Solved – the best measure for unbalanced multi-class classification problem

classificationmetricunbalanced-classes

What are some possible classification metric for an unbalanced problem ? Due to skeweness of the distribution, accuracy value is not so meaningful. For instance, if I predict all the classes to class 1 I could still get 70% accuracy.

Best Answer

My apologies, just saw how old the question was -- why was it on the top of the list?

Answer (which is as good as it gets with limited information):

Of what kind is the data?

You should probably never use detection accuracy or certainly not when your classifier outputs a score or probability. How do you classify? The underlying loss function of your classification algorithm is usually a good measure to start with when it comes to evaluation performance.
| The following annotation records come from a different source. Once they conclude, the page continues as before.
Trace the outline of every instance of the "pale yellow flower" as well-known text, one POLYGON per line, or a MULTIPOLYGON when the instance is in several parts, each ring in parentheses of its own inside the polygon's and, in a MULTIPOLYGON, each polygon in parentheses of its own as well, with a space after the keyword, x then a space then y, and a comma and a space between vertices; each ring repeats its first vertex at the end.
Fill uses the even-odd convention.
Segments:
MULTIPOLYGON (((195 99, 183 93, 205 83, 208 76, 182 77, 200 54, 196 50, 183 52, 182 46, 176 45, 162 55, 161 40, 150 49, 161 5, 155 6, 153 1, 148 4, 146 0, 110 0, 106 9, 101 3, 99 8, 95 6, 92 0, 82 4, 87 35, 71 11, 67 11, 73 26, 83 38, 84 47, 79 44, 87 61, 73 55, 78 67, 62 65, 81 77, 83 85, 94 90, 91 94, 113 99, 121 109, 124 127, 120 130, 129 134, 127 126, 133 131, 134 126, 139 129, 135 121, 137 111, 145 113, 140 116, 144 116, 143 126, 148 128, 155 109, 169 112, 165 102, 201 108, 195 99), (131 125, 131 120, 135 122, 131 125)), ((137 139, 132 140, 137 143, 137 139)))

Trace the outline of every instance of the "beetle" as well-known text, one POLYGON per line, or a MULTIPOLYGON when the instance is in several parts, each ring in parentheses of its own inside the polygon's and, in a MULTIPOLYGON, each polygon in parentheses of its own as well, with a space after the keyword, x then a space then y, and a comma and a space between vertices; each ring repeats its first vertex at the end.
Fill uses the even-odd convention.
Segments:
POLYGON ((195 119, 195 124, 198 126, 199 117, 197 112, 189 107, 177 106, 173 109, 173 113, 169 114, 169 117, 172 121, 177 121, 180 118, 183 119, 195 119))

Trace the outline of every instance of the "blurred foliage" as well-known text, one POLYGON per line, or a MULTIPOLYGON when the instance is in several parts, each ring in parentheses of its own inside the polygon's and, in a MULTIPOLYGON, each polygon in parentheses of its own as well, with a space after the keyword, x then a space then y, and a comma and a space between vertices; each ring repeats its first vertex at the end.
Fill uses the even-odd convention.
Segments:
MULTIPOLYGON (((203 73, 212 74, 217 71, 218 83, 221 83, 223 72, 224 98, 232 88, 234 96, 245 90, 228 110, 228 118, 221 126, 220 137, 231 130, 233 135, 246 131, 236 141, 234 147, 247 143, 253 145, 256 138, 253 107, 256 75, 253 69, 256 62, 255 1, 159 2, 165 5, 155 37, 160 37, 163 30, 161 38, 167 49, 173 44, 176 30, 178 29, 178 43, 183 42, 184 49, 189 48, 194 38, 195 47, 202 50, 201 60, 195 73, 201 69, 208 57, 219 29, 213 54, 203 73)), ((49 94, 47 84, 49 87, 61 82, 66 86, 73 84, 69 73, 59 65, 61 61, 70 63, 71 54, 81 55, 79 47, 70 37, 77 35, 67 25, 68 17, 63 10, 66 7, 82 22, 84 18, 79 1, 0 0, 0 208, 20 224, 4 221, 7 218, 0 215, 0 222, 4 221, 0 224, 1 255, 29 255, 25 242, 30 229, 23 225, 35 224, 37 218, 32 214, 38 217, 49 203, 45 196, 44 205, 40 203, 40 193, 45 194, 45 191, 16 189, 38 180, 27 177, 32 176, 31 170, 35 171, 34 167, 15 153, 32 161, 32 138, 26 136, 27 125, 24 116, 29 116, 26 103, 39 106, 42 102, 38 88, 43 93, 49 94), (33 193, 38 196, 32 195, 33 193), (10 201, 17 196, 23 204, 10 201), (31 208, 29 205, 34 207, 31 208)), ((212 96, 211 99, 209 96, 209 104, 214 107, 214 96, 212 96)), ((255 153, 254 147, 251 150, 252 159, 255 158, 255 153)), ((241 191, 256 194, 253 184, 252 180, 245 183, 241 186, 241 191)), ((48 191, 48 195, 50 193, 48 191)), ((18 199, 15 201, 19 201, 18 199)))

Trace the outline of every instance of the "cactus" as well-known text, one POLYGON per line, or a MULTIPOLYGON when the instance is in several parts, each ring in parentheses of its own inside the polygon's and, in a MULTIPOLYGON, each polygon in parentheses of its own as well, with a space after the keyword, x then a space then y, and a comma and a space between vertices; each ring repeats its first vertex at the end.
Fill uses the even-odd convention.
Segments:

I would not lean towards 1~vs~all analytic approaches, such as the precision recall curve(s). It won't get you very far -- you would have to test each class against all others and then combine these results somehow. Harmonic mean, a-priori likelihood given the class to be tested, ... ? It is unclear what these measures will actually tell you.

If you have probabilistic output , the negative log likelihood is a good place to start with.

If you already have 70% accuracy for class 1, which means 70% of your dataset are class 1, then you might be in the situation that your classifier gives up on some smaller classes and rather tries to satisfy a possible regularization term. But this is all really dependent on your classification scheme. If you want a clearer answer, you need to tell us the whole story. ;)